Monday, March 1, 2021

How Europe became world’s biggest electric-car market and why it might not last


 European consumers are buying electric cars at a faster pace than ever, encouraged by government subsidies and the availability for the first time of models built by their favorite brands.

The boom is so strong that Europe passed China as the world’s largest electric-vehicle market last year. Its share of new electric-car sales nearly doubled to 43%, while China and the US lost market share.

But Europe’s surge relies heavily on government incentives doled out during the pandemic, and analysts warn the momentum could be reversed if and when that support is withdrawn. Most government EV subsidies are limited in scope and due to expire by the end of this year.

“The market is extremely sensitive to government and company discounts," said Arndt Ellinghorst, auto analyst at Bernstein Research. “Once subsidies are taken away EV sales will collapse by 30-40% at least for one or two quarters."

Without the subsidies, EVs are still considerably more expensive than equivalent combustion-engine vehicles. This isn’t likely to change until later this decade, analysts say, as battery prices come down because of new technology, greater scale and competition.

Europe’s approach started with more sticks than carrots. The European Union in particular has steadily tightened emissions requirements, prompting the industry to roll out more electric cars and hybrids, or face hefty fines.

When the pandemic hit, governments looking to cushion the economic shock began targeting aid at industries on the front line of the battle with climate change. A big part of this assistance went into incentives for consumers to buy EVs, creating a surge in demand.

The moves changed the perception among industry leaders that there wasn’t a market to justify the huge investments needed to build electric cars.

Car makers began rolling out new models in earnest last year. Volkswagen AG, Europe’s biggest auto maker, unveiled its ID.3 and ID.4 models. Premium car makers such as BMW AG, Mercedes and Audi launched high-end EVs. This year, Mercedes is set to launch the EQS, which will be an electric and highly automated successor to the flagship S-Class.

Around 65 new EV models launched in Europe last year—twice as many as in China—and another 99 are slated to come to market this year.
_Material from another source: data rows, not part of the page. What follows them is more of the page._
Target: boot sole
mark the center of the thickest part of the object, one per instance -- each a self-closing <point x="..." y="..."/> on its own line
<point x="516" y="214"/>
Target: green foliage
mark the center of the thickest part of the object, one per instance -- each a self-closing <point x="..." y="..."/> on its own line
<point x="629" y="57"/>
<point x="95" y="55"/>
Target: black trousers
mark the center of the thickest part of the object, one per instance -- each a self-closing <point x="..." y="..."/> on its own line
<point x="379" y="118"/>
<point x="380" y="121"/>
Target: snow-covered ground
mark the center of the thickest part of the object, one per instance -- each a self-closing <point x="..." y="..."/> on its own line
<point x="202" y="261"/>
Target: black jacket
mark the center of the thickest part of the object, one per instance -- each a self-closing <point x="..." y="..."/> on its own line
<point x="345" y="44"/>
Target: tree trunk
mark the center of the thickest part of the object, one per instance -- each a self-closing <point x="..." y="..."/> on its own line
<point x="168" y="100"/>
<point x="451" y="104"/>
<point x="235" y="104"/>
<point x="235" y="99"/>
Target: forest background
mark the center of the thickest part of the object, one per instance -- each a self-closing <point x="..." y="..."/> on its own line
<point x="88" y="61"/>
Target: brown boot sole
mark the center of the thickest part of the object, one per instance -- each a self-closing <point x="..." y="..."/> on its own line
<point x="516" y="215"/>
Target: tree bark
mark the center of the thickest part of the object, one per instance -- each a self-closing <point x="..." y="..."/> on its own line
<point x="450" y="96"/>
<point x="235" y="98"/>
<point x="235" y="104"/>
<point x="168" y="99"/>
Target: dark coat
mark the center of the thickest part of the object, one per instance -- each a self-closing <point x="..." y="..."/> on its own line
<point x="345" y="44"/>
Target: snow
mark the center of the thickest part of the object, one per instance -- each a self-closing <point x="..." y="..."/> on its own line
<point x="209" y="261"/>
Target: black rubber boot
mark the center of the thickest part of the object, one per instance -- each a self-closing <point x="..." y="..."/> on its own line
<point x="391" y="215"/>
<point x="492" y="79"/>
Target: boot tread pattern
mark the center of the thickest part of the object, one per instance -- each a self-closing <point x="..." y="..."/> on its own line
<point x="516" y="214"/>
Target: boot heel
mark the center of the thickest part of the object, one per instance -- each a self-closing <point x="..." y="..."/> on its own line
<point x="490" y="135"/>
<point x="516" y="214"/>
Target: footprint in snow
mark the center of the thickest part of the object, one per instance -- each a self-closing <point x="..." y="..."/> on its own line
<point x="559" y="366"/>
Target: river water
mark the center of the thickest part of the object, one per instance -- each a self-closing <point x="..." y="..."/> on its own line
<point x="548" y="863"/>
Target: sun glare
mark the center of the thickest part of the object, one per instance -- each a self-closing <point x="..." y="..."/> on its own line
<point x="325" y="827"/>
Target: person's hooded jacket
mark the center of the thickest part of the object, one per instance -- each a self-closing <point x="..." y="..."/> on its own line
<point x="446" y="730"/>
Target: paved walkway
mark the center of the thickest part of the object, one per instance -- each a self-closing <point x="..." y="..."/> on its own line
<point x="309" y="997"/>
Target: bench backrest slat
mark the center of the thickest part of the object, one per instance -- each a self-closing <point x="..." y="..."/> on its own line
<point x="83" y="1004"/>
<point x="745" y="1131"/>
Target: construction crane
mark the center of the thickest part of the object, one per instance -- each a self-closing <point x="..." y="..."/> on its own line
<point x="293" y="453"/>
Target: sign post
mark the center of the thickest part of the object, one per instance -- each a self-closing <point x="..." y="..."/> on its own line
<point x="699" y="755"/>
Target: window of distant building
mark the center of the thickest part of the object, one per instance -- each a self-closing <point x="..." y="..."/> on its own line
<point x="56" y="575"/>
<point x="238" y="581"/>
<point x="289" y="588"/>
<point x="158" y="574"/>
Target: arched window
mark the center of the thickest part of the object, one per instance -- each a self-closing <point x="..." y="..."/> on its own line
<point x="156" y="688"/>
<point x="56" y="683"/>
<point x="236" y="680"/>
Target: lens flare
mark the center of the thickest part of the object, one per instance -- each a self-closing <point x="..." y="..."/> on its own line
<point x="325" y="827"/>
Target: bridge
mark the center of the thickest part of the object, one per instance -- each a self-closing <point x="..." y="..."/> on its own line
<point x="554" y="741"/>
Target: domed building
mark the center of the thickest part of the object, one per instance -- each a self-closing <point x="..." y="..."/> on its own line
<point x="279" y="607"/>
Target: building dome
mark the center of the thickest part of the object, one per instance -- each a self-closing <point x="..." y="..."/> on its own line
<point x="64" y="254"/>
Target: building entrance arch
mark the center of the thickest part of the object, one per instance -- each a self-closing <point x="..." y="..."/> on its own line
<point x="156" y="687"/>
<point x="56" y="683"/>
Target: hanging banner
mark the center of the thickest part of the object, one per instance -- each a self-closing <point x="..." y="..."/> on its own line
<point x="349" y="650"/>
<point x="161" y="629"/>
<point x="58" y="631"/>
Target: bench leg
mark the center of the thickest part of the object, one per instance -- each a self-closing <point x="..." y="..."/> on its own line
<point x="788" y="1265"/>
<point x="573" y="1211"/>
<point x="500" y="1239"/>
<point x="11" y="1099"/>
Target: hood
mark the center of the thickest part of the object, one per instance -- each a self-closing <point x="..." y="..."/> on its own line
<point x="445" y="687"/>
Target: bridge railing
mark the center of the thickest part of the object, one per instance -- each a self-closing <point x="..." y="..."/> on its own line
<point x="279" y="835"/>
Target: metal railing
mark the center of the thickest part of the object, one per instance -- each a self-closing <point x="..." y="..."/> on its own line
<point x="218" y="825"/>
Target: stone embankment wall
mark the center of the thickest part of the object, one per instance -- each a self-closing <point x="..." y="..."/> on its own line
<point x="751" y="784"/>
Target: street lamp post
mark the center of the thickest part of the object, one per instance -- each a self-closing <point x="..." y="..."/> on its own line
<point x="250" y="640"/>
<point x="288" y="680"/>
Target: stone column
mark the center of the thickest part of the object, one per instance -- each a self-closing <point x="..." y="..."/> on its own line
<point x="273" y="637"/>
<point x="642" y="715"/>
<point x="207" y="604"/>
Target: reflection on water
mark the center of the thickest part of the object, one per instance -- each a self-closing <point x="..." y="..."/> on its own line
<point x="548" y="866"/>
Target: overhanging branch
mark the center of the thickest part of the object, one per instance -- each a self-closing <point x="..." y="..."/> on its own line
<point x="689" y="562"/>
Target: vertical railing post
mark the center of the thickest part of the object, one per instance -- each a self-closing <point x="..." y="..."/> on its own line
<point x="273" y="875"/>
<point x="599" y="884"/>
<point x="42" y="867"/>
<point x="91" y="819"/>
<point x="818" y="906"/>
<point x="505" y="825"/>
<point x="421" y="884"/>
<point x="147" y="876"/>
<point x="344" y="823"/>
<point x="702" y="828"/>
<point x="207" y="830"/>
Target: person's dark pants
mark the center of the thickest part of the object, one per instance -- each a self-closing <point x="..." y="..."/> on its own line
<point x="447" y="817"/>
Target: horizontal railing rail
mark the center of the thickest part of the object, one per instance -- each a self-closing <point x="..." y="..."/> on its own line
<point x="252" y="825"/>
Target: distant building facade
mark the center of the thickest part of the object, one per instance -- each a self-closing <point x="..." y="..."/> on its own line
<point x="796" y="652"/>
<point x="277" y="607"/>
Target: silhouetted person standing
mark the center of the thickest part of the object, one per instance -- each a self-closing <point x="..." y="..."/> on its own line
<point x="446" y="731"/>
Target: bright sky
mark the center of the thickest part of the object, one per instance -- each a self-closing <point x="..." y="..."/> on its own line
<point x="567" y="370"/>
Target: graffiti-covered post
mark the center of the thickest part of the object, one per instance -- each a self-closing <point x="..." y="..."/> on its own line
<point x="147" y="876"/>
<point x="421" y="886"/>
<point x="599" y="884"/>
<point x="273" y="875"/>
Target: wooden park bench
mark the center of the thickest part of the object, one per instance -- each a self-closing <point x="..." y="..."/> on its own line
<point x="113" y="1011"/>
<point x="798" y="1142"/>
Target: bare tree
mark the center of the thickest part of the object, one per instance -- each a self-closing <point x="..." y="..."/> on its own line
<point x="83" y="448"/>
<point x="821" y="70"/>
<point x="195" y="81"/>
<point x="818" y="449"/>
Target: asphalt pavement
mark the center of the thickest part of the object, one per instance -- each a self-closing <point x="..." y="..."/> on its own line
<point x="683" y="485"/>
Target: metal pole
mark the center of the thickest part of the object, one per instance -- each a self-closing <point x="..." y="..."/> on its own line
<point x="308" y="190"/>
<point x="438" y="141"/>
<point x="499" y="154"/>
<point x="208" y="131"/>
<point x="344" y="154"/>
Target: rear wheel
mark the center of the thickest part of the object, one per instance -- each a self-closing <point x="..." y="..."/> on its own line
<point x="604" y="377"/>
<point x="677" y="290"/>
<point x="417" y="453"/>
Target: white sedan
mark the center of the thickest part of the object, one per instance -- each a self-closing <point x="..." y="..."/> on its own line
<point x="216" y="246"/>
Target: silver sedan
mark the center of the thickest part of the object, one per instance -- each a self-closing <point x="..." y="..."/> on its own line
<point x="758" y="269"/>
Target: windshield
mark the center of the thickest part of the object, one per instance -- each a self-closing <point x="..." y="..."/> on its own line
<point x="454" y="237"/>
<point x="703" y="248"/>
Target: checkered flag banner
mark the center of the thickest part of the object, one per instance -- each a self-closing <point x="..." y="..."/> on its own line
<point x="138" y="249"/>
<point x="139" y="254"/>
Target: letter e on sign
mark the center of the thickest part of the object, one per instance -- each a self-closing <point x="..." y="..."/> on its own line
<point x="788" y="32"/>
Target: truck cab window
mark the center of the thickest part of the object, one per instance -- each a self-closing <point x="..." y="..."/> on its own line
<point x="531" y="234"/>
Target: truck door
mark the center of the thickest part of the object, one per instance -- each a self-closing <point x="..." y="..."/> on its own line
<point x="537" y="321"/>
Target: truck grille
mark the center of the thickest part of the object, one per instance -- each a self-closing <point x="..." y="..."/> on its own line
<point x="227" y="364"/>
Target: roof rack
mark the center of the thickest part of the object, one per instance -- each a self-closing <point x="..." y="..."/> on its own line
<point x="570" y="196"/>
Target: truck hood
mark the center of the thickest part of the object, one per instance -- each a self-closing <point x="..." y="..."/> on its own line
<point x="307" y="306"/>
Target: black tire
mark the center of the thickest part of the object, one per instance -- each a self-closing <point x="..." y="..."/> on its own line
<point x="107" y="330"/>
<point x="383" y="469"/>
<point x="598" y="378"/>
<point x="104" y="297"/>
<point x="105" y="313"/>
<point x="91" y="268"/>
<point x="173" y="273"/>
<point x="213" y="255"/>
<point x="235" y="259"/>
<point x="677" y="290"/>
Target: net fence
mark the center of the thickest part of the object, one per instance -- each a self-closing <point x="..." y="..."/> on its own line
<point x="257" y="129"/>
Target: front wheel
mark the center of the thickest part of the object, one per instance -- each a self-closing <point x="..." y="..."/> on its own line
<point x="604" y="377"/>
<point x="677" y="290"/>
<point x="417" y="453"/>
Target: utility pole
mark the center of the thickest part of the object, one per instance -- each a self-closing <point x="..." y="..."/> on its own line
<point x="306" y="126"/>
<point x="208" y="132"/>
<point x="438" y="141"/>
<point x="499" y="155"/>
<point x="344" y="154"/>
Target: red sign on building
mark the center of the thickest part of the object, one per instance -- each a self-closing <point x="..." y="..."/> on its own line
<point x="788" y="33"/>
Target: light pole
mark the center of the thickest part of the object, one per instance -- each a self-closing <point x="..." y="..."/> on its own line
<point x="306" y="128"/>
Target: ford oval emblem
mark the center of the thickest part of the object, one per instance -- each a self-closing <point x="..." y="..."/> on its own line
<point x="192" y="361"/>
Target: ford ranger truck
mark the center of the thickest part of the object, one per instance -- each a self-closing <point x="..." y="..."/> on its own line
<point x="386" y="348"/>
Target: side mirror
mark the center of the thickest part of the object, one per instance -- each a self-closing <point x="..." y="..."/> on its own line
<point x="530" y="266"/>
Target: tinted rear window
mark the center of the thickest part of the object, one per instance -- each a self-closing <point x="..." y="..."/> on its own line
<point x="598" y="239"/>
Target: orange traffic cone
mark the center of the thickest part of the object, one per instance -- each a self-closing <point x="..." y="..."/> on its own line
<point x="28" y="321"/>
That compares with 15 launches in North America last year and a planned 64 this year.

Manufacturers say the incentives and an explosion in the number of new EV models came together at the right time, energizing both supply and demand.

The availability of EVs with familiar brand names is also pushing sales. Hallgeir Langeland, a 65-year-old Norwegian environmentalist and former politician, hasn’t owned a car for 25 years, but when Ford Motor Co. rolled out a fully electric version of its Mustang last year, he didn’t think twice.

“I had to have it," he said, recalling the Mustang he drove in his youth. Now he can’t wait for it to arrive in March. “It’s cherry red."

The purchase was made easier by subsidies that have made Norway the world’s biggest EV market per capita, prompting a tongue-in-cheek Super Bowl ad by General Motors Co. starring Will Ferrell, who called on American consumers to buy EVs and crush Norway.

Christian Burg, who runs a business building energy-efficient houses in Germany, had driven a diesel BMW X3 SUV for years. When the government boosted subsidies for electric cars last summer, he applied for a small-business grant and switched to the new iX3 plug-in hybrid version of the car.

“We received 3,750 euros [equivalent to $4,500] in cash incentives," he said.

Sales of plug-in electric vehicles in Europe rose 137% to 1.4 million vehicles last year, outpacing China, which recorded a 12% increase to 1.3 million, and the U.S., where sales rose 4% to 328,000, according to ev-volumes.com, a research group.